Ada tiga jenis rumah adat (Sa’o Meze) yakni Sa’o
Saka Pu’u (rumah pokok), Sa’o saka lobo (rumah pendamping
rumah pokok) dan sejumlah Sa’o Pibe/Dai (rumah adat lainnya dari
para anggota suku/klan).
Proses membuat rumah adat yang harus dilalui adalah:
·
Zepa Kolo, yaitu mempersiapkan alat
ukur yang terbuat dari bilah-bilah bambu.
·
Ka Kolo/Basa Mata Taka, merupakan
upacara yang dilakukan sebagai awal dari
proses pembuatan rumah adat.
·
Gebhe Pu’u Kaju, merupakan upacara pembasmian
tunas-tunas kayu yang kayunya telah diambil untuk material rumah adat baru.
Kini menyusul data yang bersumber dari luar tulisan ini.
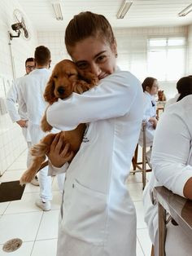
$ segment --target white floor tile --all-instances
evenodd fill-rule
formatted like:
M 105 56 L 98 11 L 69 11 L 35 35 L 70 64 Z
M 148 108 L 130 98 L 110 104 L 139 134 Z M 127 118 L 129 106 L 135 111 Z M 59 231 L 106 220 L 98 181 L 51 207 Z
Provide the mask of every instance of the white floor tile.
M 6 210 L 7 206 L 9 205 L 9 204 L 10 204 L 10 202 L 0 203 L 0 214 L 2 214 L 4 213 L 4 211 Z
M 147 228 L 137 229 L 137 235 L 145 255 L 151 255 L 152 244 L 150 240 Z
M 33 211 L 41 211 L 35 205 L 36 200 L 39 197 L 39 193 L 25 193 L 23 194 L 21 200 L 13 201 L 10 202 L 5 214 L 19 214 Z
M 59 214 L 59 210 L 43 213 L 37 240 L 57 238 Z
M 34 241 L 41 217 L 42 212 L 2 215 L 0 218 L 0 244 L 13 238 Z
M 15 161 L 9 168 L 7 170 L 26 170 L 27 166 L 26 166 L 26 160 L 25 161 Z
M 0 177 L 0 182 L 19 180 L 24 171 L 24 170 L 7 170 L 2 176 Z
M 12 253 L 7 253 L 2 250 L 2 245 L 0 245 L 1 256 L 31 256 L 34 242 L 24 242 L 22 245 Z
M 0 182 L 20 179 L 26 169 L 26 159 L 27 150 L 0 177 Z M 151 173 L 146 174 L 147 179 L 150 175 Z M 149 256 L 151 243 L 143 220 L 142 173 L 130 174 L 127 185 L 137 211 L 137 256 Z M 58 218 L 62 200 L 56 177 L 53 178 L 52 192 L 51 210 L 49 212 L 43 212 L 35 205 L 39 187 L 30 183 L 26 185 L 20 201 L 0 203 L 0 256 L 56 255 Z M 16 237 L 23 240 L 22 246 L 8 254 L 2 252 L 2 244 Z
M 37 241 L 35 242 L 31 256 L 55 256 L 56 249 L 57 239 Z

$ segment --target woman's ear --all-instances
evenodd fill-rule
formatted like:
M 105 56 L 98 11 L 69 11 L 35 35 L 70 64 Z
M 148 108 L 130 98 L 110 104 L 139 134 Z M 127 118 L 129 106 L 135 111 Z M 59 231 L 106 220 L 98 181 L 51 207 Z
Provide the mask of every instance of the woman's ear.
M 118 53 L 117 53 L 117 43 L 116 43 L 116 38 L 114 39 L 114 42 L 113 42 L 113 44 L 111 46 L 111 50 L 115 53 L 116 58 L 117 58 Z

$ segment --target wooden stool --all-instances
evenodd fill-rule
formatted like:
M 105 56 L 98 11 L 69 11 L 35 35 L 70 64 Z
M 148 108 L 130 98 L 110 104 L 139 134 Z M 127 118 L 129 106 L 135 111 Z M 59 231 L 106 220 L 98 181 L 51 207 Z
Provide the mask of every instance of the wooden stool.
M 133 167 L 133 170 L 132 171 L 133 174 L 136 172 L 142 173 L 142 188 L 144 189 L 146 187 L 146 173 L 151 171 L 151 169 L 146 169 L 146 123 L 143 122 L 142 125 L 142 130 L 143 132 L 143 144 L 142 144 L 142 161 L 137 161 L 138 156 L 138 143 L 135 148 L 134 155 L 132 158 L 132 164 Z

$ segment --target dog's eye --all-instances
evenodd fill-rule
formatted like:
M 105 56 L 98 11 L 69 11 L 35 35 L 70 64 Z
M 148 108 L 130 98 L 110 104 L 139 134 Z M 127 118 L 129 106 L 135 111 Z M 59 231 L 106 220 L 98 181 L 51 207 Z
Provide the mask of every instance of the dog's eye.
M 76 74 L 75 74 L 75 73 L 69 73 L 68 74 L 68 77 L 72 77 L 72 76 L 76 76 Z

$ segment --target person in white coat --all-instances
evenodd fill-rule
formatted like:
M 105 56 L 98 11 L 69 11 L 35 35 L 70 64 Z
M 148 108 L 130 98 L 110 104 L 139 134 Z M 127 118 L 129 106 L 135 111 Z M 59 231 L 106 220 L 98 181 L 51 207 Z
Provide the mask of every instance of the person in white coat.
M 177 82 L 177 94 L 175 95 L 174 98 L 170 99 L 167 101 L 164 109 L 166 109 L 169 105 L 179 101 L 182 98 L 189 95 L 192 92 L 192 76 L 184 77 L 178 80 Z
M 25 60 L 25 75 L 29 74 L 33 69 L 35 69 L 35 60 L 32 57 L 28 58 Z M 32 142 L 28 129 L 28 114 L 20 100 L 19 87 L 20 86 L 20 82 L 21 78 L 22 77 L 17 78 L 13 82 L 13 84 L 7 95 L 6 104 L 11 121 L 17 123 L 22 128 L 22 133 L 28 145 L 27 167 L 28 168 L 31 163 L 30 148 Z M 16 108 L 15 104 L 18 104 L 18 108 Z M 39 185 L 37 176 L 35 176 L 31 181 L 31 183 L 35 186 Z
M 153 171 L 143 192 L 145 221 L 158 255 L 158 205 L 153 188 L 164 186 L 192 200 L 192 95 L 170 105 L 158 122 L 153 143 Z M 167 225 L 166 256 L 191 255 L 191 241 L 179 226 Z
M 40 125 L 46 107 L 43 93 L 50 76 L 49 68 L 51 61 L 50 50 L 44 46 L 36 48 L 34 57 L 36 69 L 22 78 L 20 86 L 21 102 L 28 113 L 28 130 L 33 145 L 39 143 L 46 135 Z M 45 167 L 38 174 L 40 199 L 36 201 L 36 205 L 43 210 L 50 210 L 52 199 L 51 178 L 47 175 L 47 171 L 48 168 Z
M 146 124 L 146 146 L 151 148 L 146 152 L 146 160 L 150 166 L 153 139 L 158 121 L 156 118 L 156 101 L 155 99 L 155 96 L 158 93 L 158 89 L 159 86 L 156 78 L 148 77 L 142 82 L 144 98 L 144 114 L 142 121 Z M 141 129 L 138 144 L 141 147 L 143 147 L 142 129 Z
M 72 152 L 68 145 L 61 151 L 59 135 L 48 154 L 50 171 L 67 171 L 57 256 L 135 256 L 136 211 L 126 180 L 143 115 L 142 86 L 116 67 L 116 38 L 103 15 L 75 15 L 65 43 L 77 67 L 99 82 L 47 109 L 48 122 L 59 130 L 87 126 L 69 166 Z

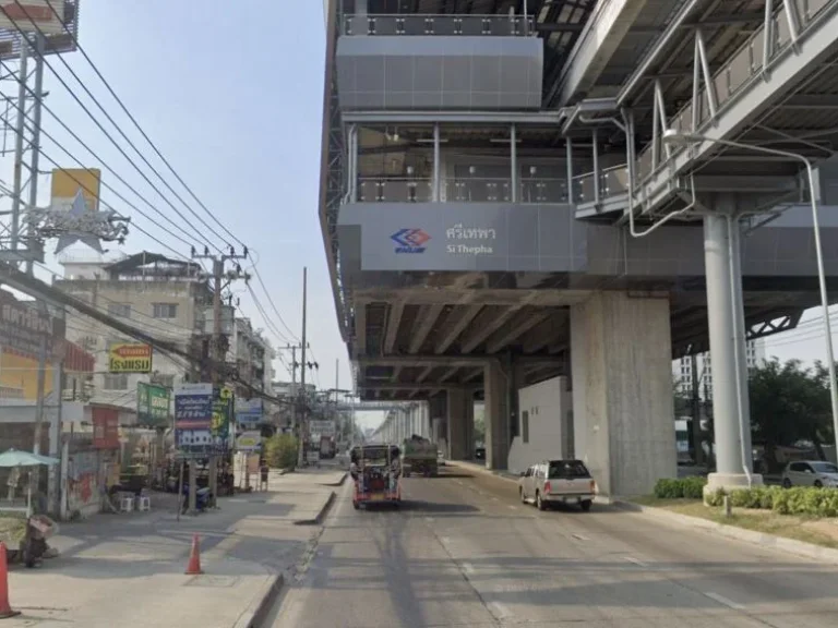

Hal
ini berkaitan dengan kepercayaan orang Ngadha bahwa pohon yang telah diambil
untuk material rumah tumbuh(bertunas) maka akan membawa sial bagi penghuni dan ana
sa’o (anggota rumah/suku).
·
Bama Ngaru Kaju, yaitu bahan sa’o
yang telah disakralkan sebagai perwujudan atau personifikasi leluhur para
anggota suku/anggota sa’o yang akan dibangunn.
·
Weti, merupakan proses untuk memahat
atau relief atau simbol-simbol tradisional orang Ngadha.
·
Tore ngawu, yaitu membawa semua
material sa’o dari tempat persiapan akhir menuju ke dalam kampung.
·
Tere Leke/Tere Pudha, merupakan acara
Zia
Ura Ngana Basa Leke yaitu pengorbanan hewan korban (babi) dalam rangka
menyucikan semua material sa’o yang akan dibangun terutama leke
sebagai bahan dasar sekaligus pemberian makan kepada leluhur.
·
Mula Leke , merupakan pemasangan
tiang sa’o (leke) sebanyak 4 (empat) buah yang
terbuat dari kayu hebu dengan bantuan alat ukur yang terbuat dari bambu yang
disebut Suru Nuba.
·
Se’a Tenga , merupakan pemasangan
balok besar (tenga) untuk menghubungkan atau mengikat antar leke.
·
Dolu/ fedhi wae/ dolu
wae , merupakan proses untuk menentukan rata atau tidaknya leke
yang telah dipasang dengan mereciki air pada pertengahan Tenga. Bila jatuhnya air
tegak lurus dari atas ke bawah berarti posisi leke dan tenga
yang telah dipasang sudah pas.
·
Soka Leke, pada dasarnya merupakan
sebuah maklumat atau pernyataan dari para pemilik Sa’o atau anggota suku
kepada khalayak tentang kesanggupan anggota suku serta proses yang telah
dilalui sesuai dengan tahapan-tahapan dalam membangun Sa’o mereka.
·
Remi Ube/Kobo Ube, merupakan pemasangan
ube
sa’o secara keseluruhan selain pintu atau pene sa’o dengan urutan
sebagai berikut : Ulu-wewa , kemo-pali (belakang-depan,
kiri-kanan). Ulu-wewa melambangkan mama atau induk yang melahirkan,
sedangkan kemo-pali melambangkan anak yang dilahirkan, sehingga sebagai
mama atau induk harus dipasang terlebih dahulu sebelum anak.
·
Wa’e Sa’o, merupakan proses memberi
atap rumah adat. Atap rumah adat tradisional biasanya dari ilalang.
·
Tege Sua Sa’o dan Kawa
Pere, merupakan proses lanjut yangg dilaksanakan setelah pembangunan
atap rumah selesai yakni memasukkan simbol-simbol penting yang merupakan lambang
dan identitas rumah yakni Sua Sa’o (lambang hak atau yang
disebut juga dengan sertifikat tradisional) dan Kawa Pere (lambang
kebesaran, kewibawaan sesuai dengan status rumah adat di dalam sebuah suku).
Ka
Sa’o, merupakan acara puncak sebagai pentahbisan rumah adat yang baru
sebagai pertanda bahwa rumah adat ini dinyatakan sehat sesuai dengan ketentuan
adat untuk dihuni oleh Ana Sa’o. Pada acara ini biasanya
dipentaskan tarian Jai Laba Go dan diikuti dengan penyembelihan kerbau dan babi.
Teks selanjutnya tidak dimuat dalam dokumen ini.